In [None]:
!pip install -q pandarallel
!pip install -q spacy 
!pip install -q spacy_cld
!pip install -q pyspellchecker
!python -m spacy download xx_ent_wiki_sm > /dev/null

In [None]:
import os
import gc
import time
import random

import numpy as np
import pandas as pd

import spacy
from spacy_cld import LanguageDetector
import xx_ent_wiki_sm

from spellchecker import SpellChecker

import matplotlib.pyplot as plt
%matplotlib inline

import tqdm
from tqdm.notebook import tqdm
tqdm.pandas()

import re
import nltk

from pandarallel import pandarallel
pandarallel.initialize(progress_bar=True)

import tensorflow as tf
from tensorflow.keras.layers import Dense, Input
from tensorflow.keras.optimizers import Adam
from tensorflow.keras.models import Model
from tensorflow.keras.callbacks import ModelCheckpoint
from kaggle_datasets import KaggleDatasets
import transformers
from transformers import TFAutoModel, AutoTokenizer
from tqdm.notebook import tqdm
from tokenizers import Tokenizer, models, pre_tokenizers, decoders, processors

from sklearn.utils import shuffle
from sklearn.model_selection import train_test_split, StratifiedKFold

from wordcloud import WordCloud, STOPWORDS
from sklearn.metrics import accuracy_score, roc_auc_score
from tensorflow.keras.callbacks import ModelCheckpoint, ReduceLROnPlateau, CSVLogger
from tensorflow.keras.layers import Dense, Input, Dropout
from tensorflow.keras import layers
from tensorflow.keras.layers import *
from tensorflow.keras.optimizers import Adam
from tensorflow.keras.models import Model
from tokenizers import BertWordPieceTokenizer
from colorama import Fore, Back, Style, init
import plotly.graph_objects as go

from tensorflow.keras.layers import (Dense, Input, LSTM, Bidirectional, Activation, Conv1D, GRU,
                          Embedding, Flatten, Dropout, Add, concatenate, MaxPooling1D,
                         GlobalAveragePooling1D,  GlobalMaxPooling1D, GlobalMaxPool1D,
                        SpatialDropout1D)
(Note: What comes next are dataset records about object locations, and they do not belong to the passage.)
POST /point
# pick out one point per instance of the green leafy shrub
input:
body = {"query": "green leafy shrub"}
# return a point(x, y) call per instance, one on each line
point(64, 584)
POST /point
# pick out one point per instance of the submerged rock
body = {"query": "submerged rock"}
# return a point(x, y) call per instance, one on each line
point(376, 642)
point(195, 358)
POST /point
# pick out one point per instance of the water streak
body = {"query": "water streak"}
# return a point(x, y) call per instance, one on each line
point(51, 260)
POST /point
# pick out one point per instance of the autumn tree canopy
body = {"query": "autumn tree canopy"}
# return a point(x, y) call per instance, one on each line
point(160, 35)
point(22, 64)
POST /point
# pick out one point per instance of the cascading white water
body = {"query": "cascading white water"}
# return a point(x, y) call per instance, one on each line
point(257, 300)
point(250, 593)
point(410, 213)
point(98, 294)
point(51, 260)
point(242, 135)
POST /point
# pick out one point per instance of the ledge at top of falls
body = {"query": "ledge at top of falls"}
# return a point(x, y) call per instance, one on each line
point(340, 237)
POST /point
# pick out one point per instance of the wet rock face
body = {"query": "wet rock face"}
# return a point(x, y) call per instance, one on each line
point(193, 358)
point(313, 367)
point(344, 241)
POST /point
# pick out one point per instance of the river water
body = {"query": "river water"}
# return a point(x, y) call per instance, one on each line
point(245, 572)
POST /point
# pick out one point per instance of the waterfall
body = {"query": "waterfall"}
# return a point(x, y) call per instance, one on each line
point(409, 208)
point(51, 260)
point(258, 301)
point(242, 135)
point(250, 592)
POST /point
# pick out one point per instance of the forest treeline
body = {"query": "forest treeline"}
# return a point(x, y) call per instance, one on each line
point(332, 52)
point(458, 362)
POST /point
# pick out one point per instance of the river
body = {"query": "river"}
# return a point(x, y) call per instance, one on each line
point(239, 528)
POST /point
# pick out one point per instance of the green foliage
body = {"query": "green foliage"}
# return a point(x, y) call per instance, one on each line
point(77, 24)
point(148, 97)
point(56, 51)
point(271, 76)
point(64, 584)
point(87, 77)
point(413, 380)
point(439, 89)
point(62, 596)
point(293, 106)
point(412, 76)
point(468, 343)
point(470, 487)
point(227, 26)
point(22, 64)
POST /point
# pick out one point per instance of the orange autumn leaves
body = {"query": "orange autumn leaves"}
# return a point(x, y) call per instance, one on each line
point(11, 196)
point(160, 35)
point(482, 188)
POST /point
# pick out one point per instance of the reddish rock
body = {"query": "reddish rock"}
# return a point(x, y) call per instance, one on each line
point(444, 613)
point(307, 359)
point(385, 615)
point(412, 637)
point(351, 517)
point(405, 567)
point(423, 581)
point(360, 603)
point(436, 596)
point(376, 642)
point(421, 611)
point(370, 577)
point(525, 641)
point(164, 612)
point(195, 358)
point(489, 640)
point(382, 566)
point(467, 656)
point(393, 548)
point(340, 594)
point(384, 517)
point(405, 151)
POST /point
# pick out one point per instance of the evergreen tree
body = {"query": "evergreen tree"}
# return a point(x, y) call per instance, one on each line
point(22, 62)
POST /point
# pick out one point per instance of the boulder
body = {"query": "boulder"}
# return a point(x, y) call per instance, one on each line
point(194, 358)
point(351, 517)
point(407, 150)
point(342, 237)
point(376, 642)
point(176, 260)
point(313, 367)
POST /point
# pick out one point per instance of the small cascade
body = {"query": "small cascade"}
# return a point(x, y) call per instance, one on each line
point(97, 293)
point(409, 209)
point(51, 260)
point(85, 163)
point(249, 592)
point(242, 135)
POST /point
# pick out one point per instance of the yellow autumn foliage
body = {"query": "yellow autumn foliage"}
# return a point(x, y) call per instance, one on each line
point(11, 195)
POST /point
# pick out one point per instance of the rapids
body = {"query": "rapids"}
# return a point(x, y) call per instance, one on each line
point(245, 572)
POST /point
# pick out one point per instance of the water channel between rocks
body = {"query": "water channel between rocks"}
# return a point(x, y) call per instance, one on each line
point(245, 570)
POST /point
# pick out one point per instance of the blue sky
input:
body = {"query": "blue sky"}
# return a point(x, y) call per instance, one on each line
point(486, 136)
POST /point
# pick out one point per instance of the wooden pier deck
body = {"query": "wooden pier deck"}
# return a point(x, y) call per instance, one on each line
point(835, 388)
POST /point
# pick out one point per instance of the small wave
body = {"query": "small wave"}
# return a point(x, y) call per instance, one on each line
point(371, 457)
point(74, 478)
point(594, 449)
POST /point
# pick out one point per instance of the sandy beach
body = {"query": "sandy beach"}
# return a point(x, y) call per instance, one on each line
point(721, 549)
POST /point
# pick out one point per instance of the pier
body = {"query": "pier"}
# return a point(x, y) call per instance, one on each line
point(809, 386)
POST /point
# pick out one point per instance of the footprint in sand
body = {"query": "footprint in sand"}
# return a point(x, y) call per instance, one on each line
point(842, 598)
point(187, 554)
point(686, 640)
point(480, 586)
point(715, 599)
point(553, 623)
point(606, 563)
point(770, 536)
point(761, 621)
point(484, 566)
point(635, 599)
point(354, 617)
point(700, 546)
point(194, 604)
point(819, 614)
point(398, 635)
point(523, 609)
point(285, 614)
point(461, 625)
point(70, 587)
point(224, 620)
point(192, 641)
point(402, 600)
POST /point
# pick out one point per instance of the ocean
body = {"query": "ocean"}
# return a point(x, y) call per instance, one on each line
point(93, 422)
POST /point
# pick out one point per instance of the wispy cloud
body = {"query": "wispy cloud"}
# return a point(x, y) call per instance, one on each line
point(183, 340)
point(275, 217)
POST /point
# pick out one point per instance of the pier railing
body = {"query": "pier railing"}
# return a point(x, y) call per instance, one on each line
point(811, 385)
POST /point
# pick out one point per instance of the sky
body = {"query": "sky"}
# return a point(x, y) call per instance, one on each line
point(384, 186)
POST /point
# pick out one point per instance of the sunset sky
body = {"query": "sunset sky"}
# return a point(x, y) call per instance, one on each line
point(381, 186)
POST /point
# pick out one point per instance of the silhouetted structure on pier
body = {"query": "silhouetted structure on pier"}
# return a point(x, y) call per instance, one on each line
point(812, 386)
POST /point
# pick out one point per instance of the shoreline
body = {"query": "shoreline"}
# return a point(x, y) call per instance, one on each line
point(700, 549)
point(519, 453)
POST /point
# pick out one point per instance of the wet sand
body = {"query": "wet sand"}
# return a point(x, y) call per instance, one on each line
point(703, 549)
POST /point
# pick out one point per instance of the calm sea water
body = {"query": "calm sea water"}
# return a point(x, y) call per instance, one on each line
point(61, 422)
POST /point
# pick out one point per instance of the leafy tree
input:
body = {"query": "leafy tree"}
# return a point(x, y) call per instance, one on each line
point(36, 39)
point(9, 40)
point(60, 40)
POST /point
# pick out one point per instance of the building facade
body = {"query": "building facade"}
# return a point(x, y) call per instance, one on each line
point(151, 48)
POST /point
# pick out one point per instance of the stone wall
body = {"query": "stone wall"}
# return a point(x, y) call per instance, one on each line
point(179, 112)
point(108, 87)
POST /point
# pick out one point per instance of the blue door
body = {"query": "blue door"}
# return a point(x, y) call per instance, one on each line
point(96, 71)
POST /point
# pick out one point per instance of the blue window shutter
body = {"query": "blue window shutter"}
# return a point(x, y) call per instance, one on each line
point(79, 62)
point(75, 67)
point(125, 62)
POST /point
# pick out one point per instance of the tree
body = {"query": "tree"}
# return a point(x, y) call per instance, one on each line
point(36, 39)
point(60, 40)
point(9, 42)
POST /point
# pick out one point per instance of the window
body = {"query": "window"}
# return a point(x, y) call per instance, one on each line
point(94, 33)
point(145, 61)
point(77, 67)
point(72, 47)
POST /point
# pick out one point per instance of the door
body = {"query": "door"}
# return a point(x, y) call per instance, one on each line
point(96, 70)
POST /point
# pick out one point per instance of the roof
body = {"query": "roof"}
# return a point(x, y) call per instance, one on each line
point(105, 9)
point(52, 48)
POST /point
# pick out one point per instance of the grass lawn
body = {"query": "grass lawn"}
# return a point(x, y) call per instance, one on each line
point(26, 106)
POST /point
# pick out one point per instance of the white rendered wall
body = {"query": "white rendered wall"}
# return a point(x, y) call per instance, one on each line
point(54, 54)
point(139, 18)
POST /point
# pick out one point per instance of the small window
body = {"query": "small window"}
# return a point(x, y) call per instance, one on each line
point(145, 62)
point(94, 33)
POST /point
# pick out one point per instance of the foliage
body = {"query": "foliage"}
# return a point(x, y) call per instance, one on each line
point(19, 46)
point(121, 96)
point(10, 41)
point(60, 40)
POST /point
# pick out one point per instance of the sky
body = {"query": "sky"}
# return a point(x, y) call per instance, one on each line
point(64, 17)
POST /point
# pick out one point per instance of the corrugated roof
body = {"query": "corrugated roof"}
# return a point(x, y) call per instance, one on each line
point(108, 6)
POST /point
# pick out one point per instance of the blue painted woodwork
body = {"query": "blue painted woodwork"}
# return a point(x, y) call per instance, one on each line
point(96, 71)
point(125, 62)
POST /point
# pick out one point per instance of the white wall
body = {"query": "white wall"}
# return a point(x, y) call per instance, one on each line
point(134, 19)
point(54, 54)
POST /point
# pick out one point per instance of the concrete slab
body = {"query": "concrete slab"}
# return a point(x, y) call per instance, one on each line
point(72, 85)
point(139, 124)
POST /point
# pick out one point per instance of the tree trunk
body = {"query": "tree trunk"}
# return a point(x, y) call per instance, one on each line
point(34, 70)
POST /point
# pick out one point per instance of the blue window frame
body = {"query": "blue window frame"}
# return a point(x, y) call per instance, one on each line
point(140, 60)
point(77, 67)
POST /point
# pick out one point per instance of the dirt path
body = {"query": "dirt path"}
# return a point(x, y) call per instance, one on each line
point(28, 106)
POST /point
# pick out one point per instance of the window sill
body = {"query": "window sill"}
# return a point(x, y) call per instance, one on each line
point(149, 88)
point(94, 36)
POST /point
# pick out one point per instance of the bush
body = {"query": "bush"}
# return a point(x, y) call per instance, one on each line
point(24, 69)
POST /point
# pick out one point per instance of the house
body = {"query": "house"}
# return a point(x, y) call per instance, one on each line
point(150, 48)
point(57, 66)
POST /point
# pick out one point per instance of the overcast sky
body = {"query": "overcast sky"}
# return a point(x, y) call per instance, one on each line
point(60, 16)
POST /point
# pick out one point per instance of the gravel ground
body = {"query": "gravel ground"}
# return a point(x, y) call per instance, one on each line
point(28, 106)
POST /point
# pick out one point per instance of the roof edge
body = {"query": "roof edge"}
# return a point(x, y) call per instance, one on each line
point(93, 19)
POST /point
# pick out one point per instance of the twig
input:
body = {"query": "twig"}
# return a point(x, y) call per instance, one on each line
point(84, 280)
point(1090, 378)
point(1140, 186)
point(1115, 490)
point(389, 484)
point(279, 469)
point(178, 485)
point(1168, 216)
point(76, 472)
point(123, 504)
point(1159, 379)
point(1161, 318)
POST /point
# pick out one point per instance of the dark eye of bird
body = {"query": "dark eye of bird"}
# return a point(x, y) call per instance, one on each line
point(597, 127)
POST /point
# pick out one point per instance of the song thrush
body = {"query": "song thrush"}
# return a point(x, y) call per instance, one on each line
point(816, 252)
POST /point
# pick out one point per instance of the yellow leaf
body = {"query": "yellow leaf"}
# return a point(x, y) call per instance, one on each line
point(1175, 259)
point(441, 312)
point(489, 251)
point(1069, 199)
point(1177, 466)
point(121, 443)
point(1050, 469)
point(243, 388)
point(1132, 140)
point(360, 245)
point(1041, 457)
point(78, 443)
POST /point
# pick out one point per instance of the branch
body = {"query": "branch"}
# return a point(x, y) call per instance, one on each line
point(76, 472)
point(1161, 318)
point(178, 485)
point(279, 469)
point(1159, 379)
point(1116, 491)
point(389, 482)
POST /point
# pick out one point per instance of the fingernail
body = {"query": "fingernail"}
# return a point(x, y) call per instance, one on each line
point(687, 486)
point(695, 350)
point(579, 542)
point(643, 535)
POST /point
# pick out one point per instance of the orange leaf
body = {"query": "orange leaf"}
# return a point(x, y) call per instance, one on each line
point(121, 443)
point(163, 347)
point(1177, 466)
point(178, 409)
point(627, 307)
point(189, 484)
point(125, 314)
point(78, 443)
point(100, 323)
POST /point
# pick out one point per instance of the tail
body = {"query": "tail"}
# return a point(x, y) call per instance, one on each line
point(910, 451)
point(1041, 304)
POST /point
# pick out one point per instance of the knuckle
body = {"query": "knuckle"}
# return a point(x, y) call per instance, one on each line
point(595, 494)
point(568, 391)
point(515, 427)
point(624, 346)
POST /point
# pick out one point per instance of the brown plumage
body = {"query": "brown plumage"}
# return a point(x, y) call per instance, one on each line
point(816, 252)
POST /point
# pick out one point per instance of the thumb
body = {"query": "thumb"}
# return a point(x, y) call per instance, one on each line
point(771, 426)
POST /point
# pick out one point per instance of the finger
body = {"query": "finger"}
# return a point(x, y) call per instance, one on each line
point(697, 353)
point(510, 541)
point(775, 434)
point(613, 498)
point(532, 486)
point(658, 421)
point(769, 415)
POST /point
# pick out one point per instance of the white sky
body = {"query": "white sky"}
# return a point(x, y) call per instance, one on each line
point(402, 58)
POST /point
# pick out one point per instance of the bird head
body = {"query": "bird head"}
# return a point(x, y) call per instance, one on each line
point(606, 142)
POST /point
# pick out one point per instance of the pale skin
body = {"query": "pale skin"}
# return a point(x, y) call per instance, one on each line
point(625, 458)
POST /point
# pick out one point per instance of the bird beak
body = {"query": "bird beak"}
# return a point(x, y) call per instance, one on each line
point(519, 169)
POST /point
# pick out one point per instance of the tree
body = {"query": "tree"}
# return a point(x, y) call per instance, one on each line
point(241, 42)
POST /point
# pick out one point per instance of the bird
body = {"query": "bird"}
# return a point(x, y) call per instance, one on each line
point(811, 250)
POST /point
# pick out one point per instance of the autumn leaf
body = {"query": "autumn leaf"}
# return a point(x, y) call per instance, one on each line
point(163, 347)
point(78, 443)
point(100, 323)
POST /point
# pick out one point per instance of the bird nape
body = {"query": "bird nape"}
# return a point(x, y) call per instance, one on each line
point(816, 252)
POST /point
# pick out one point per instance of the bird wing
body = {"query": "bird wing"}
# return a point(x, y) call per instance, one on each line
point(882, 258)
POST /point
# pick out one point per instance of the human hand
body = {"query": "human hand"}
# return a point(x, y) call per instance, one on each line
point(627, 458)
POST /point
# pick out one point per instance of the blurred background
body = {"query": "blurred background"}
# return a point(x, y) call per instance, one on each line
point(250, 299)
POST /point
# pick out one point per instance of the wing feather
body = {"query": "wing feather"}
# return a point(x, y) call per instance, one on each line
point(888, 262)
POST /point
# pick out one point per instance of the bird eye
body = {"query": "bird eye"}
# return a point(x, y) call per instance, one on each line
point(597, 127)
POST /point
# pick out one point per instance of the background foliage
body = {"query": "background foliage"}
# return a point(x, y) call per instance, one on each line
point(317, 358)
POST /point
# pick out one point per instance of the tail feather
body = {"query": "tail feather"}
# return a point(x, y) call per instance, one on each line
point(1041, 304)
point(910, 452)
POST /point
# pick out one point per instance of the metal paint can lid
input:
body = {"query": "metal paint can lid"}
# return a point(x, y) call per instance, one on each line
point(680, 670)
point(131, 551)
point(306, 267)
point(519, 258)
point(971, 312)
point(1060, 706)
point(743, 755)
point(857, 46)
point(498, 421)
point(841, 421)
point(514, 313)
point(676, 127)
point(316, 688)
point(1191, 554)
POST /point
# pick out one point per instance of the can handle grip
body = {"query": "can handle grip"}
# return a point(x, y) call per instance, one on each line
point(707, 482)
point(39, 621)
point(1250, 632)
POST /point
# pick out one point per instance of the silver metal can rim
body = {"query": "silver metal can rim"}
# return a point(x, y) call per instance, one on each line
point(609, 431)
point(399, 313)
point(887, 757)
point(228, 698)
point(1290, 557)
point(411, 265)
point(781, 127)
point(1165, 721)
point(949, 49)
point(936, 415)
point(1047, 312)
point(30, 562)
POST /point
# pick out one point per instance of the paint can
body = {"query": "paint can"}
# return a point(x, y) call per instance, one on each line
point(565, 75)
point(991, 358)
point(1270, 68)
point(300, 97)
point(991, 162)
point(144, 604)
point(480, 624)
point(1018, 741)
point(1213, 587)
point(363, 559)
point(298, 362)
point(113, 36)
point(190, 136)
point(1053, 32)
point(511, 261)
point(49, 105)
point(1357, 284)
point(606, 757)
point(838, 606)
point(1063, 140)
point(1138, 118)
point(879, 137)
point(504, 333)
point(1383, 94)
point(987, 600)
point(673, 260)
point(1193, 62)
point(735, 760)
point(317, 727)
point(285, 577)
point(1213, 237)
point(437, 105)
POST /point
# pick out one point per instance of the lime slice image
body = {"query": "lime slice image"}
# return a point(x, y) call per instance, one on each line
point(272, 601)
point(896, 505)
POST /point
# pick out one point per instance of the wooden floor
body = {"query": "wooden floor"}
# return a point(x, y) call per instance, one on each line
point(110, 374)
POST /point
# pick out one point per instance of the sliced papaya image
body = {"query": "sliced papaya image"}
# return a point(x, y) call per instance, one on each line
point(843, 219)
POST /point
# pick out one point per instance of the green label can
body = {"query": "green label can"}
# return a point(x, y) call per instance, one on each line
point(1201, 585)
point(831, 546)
from tensorflow.keras import (initializers, regularizers, constraints, 
                              optimizers, layers, callbacks)
import seaborn as sns
sns.set(style="darkgrid")

# TPU configuration

In [None]:
# Detect hardware, return appropriate distribution strategy
try:
    # TPU detection. No parameters necessary if TPU_NAME environment variable is
    # set: this is always the case on Kaggle.
    tpu = tf.distribute.cluster_resolver.TPUClusterResolver()
    print('Running on TPU ', tpu.master())
except ValueError:
    tpu = None

if tpu:
    tf.config.experimental_connect_to_cluster(tpu)
    tf.tpu.experimental.initialize_tpu_system(tpu)
    strategy = tf.distribute.experimental.TPUStrategy(tpu)
else:
    # Default distribution strategy in Tensorflow. Works on CPU and single GPU.
    strategy = tf.distribute.get_strategy()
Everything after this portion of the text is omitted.